Pasar murah untuk menjaga stabilitas harga kebutuhan pokok menjelang Nyepi dan Idul Fitri. (BP/istimewa)

MANGUPURA, BALIPOST.com – Pemerintah Kabupaten Badung menggelar pasar murah untuk menjaga stabilitas harga kebutuhan pokok menjelang Hari Besar Keagamaan Nasional (HBKN) hari raya Nyepi Caka 1948 dan Idul Fitri 1447 Hijriah. Kegiatan ini berlangsung di Lapangan Umum Pratu I Gusti Ngurah Jana, Kelurahan Sading, Selasa (10/3).

Langkah tersebut menjadi bagian dari strategi pemerintah daerah dalam mengendalikan laju inflasi sekaligus memastikan ketersediaan barang kebutuhan pokok di tengah meningkatnya permintaan masyarakat menjelang hari raya.

Pelaksana Tugas (Plt.) Kepala Dinas Koperasi, UKM, dan Perdagangan (Diskop UKMP) Badung, I Made Wirya Santosa mengatakan, selain melakukan pengawasan pasar secara intensif, pemerintah juga melakukan intervensi melalui pasar murah di sejumlah wilayah. Program tersebut diharapkan membantu masyarakat memperoleh bahan kebutuhan pokok dengan harga yang lebih terjangkau.

Baca juga:  Perlengkapan Penjor Diserbu Pembeli, Pemkab Badung Terus Tekan Inflasi Jelang Galungan

“Untuk mengantisipasi kenaikan harga dan mengusahakan kelancaran distribusi, dalam waktu dekat kami akan adakan pasar murah pada tanggal 10 dan 12 maret, yakni pada 10 Maret di Desa Sading dan 12 Maret di Desa Dalung,” jelasnya.

Menurutnya, momentum Nyepi dan Idul Fitri yang berdekatan tahun ini berpotensi meningkatkan permintaan barang kebutuhan pokok dan barang penting (bapokting). “Pasar murah ini adalah bagian dari rangkaian pengendalian inflasi di Kabupaten Badung. Kami berharap langkah ini efektif mengantisipasi lonjakan harga yang biasanya terjadi menjelang hari raya,” jelasnya.

Dalam kegiatan ini, masyarakat dapat membeli berbagai kebutuhan pokok dengan harga di bawah pasar. Tidak hanya bahan pangan, Diskop UKMP Badung juga menyediakan LPG 3 kilogram serta sarana upakara yang banyak dibutuhkan masyarakat Bali menjelang Nyepi.

Baca juga:  DPRD Bali Umumkan Hasil Penetapan Gubernur dan Wagub Bali Terpilih

Wirya Santosa menambahkan, pemerintah daerah juga bekerja sama dengan sejumlah pihak untuk memberikan subsidi kepada pedagang atau penyedia produk sehingga harga yang dijual kepada masyarakat dapat lebih murah. Melalui langkah pengawasan pasar yang lebih intensif serta intervensi melalui pasar murah, Pemkab Badung berharap pasokan bahan pokok tetap terjaga dan harga tetap stabil menjelang perayaan Nyepi dan Idul Fitri.

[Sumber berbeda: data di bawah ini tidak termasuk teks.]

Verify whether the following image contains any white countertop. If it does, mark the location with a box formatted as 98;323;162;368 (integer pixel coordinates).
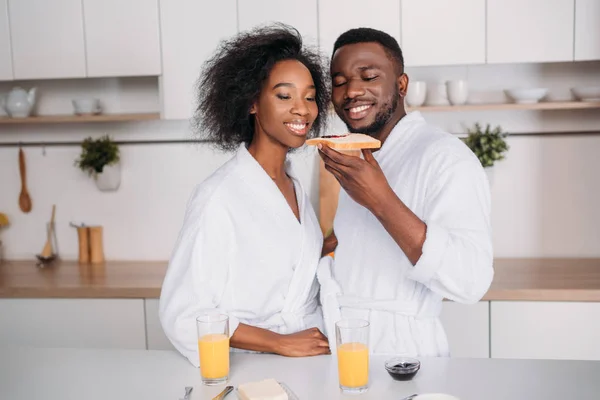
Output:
0;347;600;400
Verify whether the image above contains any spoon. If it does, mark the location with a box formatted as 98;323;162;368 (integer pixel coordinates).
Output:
19;149;31;213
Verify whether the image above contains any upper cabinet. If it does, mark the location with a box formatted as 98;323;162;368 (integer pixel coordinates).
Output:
575;0;600;61
401;0;486;66
0;0;13;81
83;0;161;77
160;0;241;119
238;0;318;45
8;0;86;79
319;0;400;57
487;0;576;63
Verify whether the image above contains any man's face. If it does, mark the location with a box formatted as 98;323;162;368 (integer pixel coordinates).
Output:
331;42;405;136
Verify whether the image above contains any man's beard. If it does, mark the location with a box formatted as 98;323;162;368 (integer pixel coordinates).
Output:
344;90;400;136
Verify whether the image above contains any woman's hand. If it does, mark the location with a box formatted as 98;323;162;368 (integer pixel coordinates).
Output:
276;328;331;357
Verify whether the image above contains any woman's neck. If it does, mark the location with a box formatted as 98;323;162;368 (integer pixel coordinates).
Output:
248;134;288;182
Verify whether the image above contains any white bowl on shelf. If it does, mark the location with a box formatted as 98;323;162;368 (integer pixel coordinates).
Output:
571;86;600;101
505;88;548;104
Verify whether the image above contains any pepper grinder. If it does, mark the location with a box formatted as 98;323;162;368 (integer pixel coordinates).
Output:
89;226;104;264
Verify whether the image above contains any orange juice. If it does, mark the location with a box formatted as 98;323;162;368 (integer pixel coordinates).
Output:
198;334;229;379
337;342;369;388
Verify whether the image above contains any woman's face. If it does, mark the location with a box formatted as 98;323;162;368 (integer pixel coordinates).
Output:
250;60;319;148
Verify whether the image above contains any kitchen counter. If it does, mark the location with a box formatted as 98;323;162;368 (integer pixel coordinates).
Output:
0;347;600;400
0;258;600;302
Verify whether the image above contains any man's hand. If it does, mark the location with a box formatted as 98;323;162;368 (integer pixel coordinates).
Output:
321;231;337;257
276;328;331;357
319;145;393;215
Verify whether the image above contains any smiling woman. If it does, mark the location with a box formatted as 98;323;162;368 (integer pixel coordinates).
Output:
159;25;330;366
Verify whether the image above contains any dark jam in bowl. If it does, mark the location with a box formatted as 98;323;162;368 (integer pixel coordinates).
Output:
385;357;421;381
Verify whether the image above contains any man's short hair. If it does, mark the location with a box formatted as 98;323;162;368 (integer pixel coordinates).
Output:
331;28;404;73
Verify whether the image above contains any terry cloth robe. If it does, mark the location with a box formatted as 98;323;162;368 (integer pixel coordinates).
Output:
159;145;324;367
318;112;494;357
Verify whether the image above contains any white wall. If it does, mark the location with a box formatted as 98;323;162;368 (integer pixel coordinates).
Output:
0;63;600;260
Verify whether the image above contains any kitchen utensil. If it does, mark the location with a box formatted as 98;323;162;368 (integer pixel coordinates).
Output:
19;148;31;213
505;88;548;104
213;386;233;400
179;386;194;400
40;205;56;258
571;86;600;102
385;357;421;381
89;226;104;264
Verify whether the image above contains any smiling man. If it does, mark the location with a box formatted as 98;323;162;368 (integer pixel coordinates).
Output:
319;28;494;356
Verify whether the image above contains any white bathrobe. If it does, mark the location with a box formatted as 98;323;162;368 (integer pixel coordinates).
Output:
319;112;494;357
159;145;324;366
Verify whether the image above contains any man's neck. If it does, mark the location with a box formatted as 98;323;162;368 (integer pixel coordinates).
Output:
375;107;406;146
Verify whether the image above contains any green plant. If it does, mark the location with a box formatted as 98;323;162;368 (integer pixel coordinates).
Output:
464;123;509;168
75;135;120;176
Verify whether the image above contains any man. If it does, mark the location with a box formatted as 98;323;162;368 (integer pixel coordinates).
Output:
319;28;494;356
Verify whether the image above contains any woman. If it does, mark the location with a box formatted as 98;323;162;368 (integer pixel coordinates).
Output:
159;25;330;366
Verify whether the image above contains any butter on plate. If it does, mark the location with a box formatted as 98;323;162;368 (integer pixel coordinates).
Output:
238;379;288;400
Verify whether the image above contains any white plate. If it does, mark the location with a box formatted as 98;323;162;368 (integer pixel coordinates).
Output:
235;381;300;400
414;393;459;400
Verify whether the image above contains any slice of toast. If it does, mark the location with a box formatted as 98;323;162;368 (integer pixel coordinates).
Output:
306;133;381;150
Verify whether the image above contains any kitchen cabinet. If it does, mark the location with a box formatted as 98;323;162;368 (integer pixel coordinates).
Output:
160;0;237;119
0;299;146;349
491;301;600;360
401;0;485;66
8;0;86;79
440;301;490;358
575;0;600;61
319;0;400;57
238;0;318;45
487;0;575;63
144;299;175;350
83;0;161;77
0;0;13;81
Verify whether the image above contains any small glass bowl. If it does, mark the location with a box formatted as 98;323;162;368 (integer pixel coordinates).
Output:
385;357;421;381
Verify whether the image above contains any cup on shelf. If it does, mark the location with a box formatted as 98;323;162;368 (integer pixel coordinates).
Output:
72;98;102;115
406;81;427;107
446;79;469;106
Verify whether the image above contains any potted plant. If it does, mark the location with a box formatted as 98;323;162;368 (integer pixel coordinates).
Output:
75;135;121;191
463;123;509;183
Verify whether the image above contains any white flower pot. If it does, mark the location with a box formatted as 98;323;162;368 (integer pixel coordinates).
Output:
95;163;121;192
483;166;494;186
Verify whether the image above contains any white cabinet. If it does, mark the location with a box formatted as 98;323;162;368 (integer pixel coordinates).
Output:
401;0;485;66
487;0;575;63
0;299;146;349
8;0;85;79
575;0;600;61
0;0;13;81
160;0;237;119
238;0;318;45
144;299;175;350
440;301;490;358
319;0;400;57
491;301;600;360
83;0;161;77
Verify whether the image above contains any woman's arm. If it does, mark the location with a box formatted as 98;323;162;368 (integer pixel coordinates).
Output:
229;323;331;357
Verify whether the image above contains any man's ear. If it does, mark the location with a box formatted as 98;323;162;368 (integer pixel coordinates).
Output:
398;73;408;97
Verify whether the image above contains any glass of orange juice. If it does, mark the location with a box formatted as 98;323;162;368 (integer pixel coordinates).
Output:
335;319;369;394
196;312;229;385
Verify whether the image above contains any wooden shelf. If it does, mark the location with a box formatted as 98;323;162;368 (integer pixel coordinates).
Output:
0;113;160;124
408;101;600;112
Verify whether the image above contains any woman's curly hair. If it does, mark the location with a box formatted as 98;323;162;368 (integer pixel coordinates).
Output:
193;24;330;150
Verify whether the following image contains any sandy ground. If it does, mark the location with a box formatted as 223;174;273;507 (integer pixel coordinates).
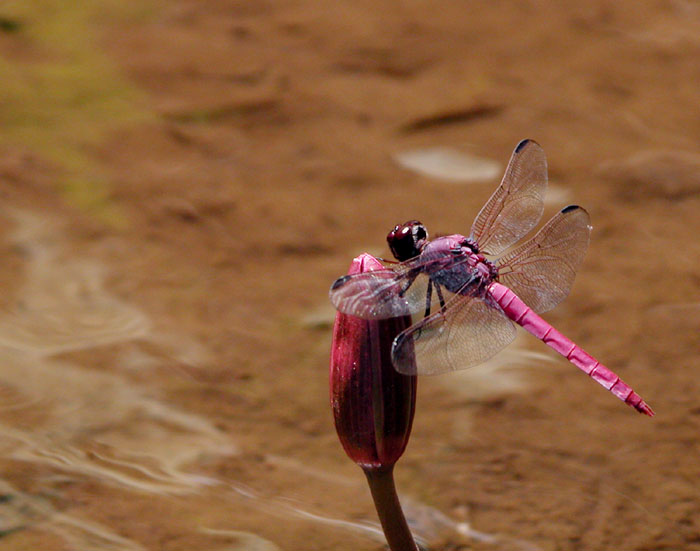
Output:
0;0;700;551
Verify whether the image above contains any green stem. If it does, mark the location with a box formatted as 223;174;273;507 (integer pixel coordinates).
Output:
363;465;418;551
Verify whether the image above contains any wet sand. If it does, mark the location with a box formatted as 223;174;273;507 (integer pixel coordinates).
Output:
0;0;700;551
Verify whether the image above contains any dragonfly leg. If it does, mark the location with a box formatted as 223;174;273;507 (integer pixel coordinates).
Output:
435;283;445;312
399;272;420;297
424;279;438;318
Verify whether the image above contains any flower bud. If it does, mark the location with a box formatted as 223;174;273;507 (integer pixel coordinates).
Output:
330;253;416;469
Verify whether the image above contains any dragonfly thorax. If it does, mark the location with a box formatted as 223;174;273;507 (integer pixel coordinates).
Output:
421;234;498;295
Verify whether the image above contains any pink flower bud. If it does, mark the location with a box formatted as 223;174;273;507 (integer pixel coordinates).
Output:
330;253;416;468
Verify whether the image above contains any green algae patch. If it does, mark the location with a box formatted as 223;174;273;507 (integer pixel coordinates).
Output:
0;0;155;226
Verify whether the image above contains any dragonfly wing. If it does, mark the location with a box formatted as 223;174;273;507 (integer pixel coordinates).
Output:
496;205;591;312
471;140;547;255
391;295;515;375
329;268;428;320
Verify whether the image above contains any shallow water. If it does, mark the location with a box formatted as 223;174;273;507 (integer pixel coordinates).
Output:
0;0;700;551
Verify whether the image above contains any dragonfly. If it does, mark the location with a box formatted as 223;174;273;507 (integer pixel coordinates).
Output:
330;140;654;416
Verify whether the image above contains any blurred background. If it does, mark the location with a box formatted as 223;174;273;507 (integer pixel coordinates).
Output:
0;0;700;551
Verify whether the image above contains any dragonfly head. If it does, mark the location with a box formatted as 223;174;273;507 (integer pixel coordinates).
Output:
386;220;428;262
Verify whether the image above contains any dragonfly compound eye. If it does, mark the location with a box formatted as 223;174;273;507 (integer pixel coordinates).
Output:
386;220;428;262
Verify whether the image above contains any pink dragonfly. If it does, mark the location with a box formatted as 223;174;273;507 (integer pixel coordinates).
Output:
330;140;654;416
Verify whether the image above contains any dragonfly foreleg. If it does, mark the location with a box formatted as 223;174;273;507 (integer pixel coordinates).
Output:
424;279;437;318
435;283;445;312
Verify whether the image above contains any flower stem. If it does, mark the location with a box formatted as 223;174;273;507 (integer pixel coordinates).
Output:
363;465;418;551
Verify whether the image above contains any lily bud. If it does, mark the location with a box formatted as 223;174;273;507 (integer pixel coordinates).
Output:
330;253;416;469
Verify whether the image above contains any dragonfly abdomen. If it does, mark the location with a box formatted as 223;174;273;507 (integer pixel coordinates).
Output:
488;282;654;416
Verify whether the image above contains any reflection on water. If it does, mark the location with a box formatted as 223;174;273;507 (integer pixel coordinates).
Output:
0;212;533;551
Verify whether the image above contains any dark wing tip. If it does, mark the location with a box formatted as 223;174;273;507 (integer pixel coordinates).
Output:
331;276;350;291
514;138;540;153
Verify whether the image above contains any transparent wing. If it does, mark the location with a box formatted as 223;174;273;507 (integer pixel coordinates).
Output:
391;295;515;375
329;252;474;319
329;268;428;320
471;140;547;255
496;205;591;312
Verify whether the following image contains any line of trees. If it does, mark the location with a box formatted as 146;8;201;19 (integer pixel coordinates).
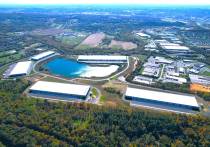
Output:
0;81;210;147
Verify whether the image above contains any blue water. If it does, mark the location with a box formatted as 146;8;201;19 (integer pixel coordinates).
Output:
44;57;88;78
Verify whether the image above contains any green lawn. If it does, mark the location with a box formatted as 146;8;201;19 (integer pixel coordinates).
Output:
60;36;85;46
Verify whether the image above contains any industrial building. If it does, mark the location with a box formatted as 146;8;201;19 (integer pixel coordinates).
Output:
29;81;90;100
189;74;210;86
163;75;187;84
161;45;191;53
4;61;33;78
77;55;128;64
125;87;200;112
133;76;154;85
31;51;55;61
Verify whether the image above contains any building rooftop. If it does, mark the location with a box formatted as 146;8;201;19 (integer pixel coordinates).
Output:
9;61;33;76
78;55;127;60
162;45;190;50
31;51;55;60
126;87;199;107
30;81;90;96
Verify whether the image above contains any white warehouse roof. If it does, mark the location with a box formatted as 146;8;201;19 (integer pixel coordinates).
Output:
162;45;190;50
9;61;33;76
31;51;55;60
30;81;90;96
126;87;199;107
78;55;127;61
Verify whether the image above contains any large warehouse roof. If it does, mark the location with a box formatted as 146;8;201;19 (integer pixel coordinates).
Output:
78;55;127;61
9;61;33;76
126;88;199;107
30;81;90;96
31;51;55;60
162;45;190;50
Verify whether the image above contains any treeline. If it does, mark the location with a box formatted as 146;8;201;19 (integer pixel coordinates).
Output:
0;81;210;147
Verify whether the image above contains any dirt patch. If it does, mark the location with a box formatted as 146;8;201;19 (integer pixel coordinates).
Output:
109;40;137;50
81;33;106;47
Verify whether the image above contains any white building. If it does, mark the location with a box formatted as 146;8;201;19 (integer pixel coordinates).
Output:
77;55;128;64
5;61;33;77
162;45;191;53
155;56;174;64
136;32;151;38
163;75;187;84
133;76;153;85
189;74;210;85
31;51;55;61
29;81;90;100
125;87;199;112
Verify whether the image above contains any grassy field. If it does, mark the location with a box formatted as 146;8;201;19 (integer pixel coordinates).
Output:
109;40;137;50
57;36;85;46
80;33;106;47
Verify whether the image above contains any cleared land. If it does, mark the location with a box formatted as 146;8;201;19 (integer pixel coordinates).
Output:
80;33;106;47
109;40;137;50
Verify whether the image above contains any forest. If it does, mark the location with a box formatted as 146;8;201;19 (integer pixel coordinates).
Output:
0;80;210;147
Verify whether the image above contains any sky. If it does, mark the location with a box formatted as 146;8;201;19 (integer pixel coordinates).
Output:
0;0;210;5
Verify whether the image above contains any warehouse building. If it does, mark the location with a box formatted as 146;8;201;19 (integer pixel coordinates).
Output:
125;88;199;112
162;45;191;53
77;55;128;64
31;51;55;61
4;61;33;78
29;81;90;100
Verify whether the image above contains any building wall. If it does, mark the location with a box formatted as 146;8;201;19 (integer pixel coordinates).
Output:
125;96;199;111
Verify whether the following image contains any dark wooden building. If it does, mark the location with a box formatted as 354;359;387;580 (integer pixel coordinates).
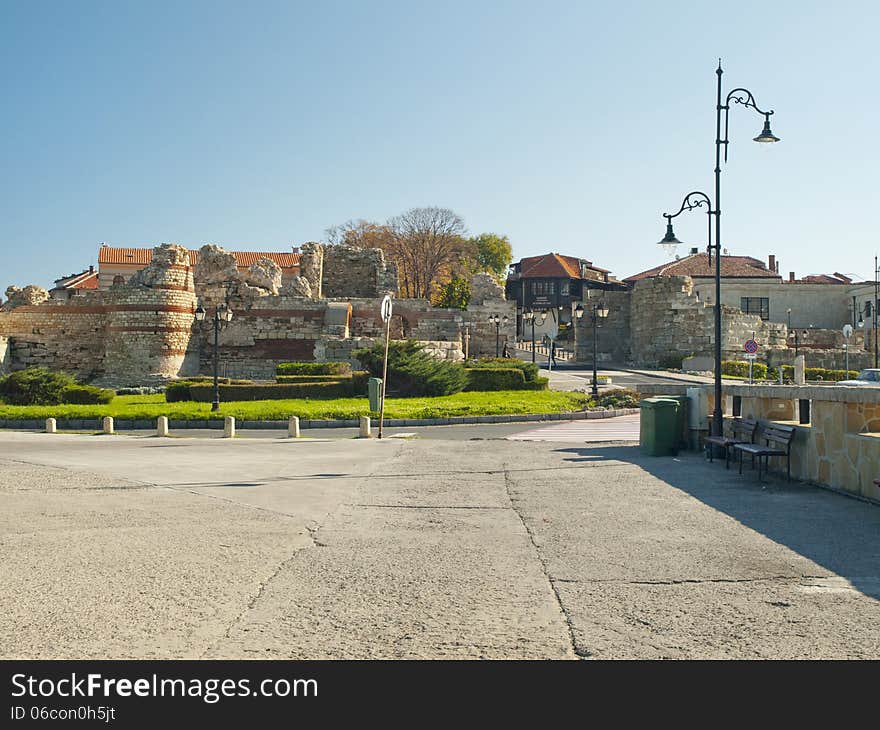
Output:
505;253;625;332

Di sisi lain, Wakil Bupati Badung, Bagus Alit Sucipta mengatakan bahwa menjelang hari besar keagamaan, permintaan masyarakat terhadap kebutuhan pokok biasanya meningkat sehingga memicu kenaikan harga di pasaran.

Baca juga:  Sebanyak 26 Napi Terima Remisi Idul Fitri, Satu Langsung Bebas

“Pemerintah berkewajiban mengambil langkah preventif. Melalui pasar murah ini, kami memberikan jaminan stabilitas harga di pasaran. Barang yang dijual di sini harus benar-benar di bawah harga pasar sehingga meringankan beban masyarakat,” ujarnya.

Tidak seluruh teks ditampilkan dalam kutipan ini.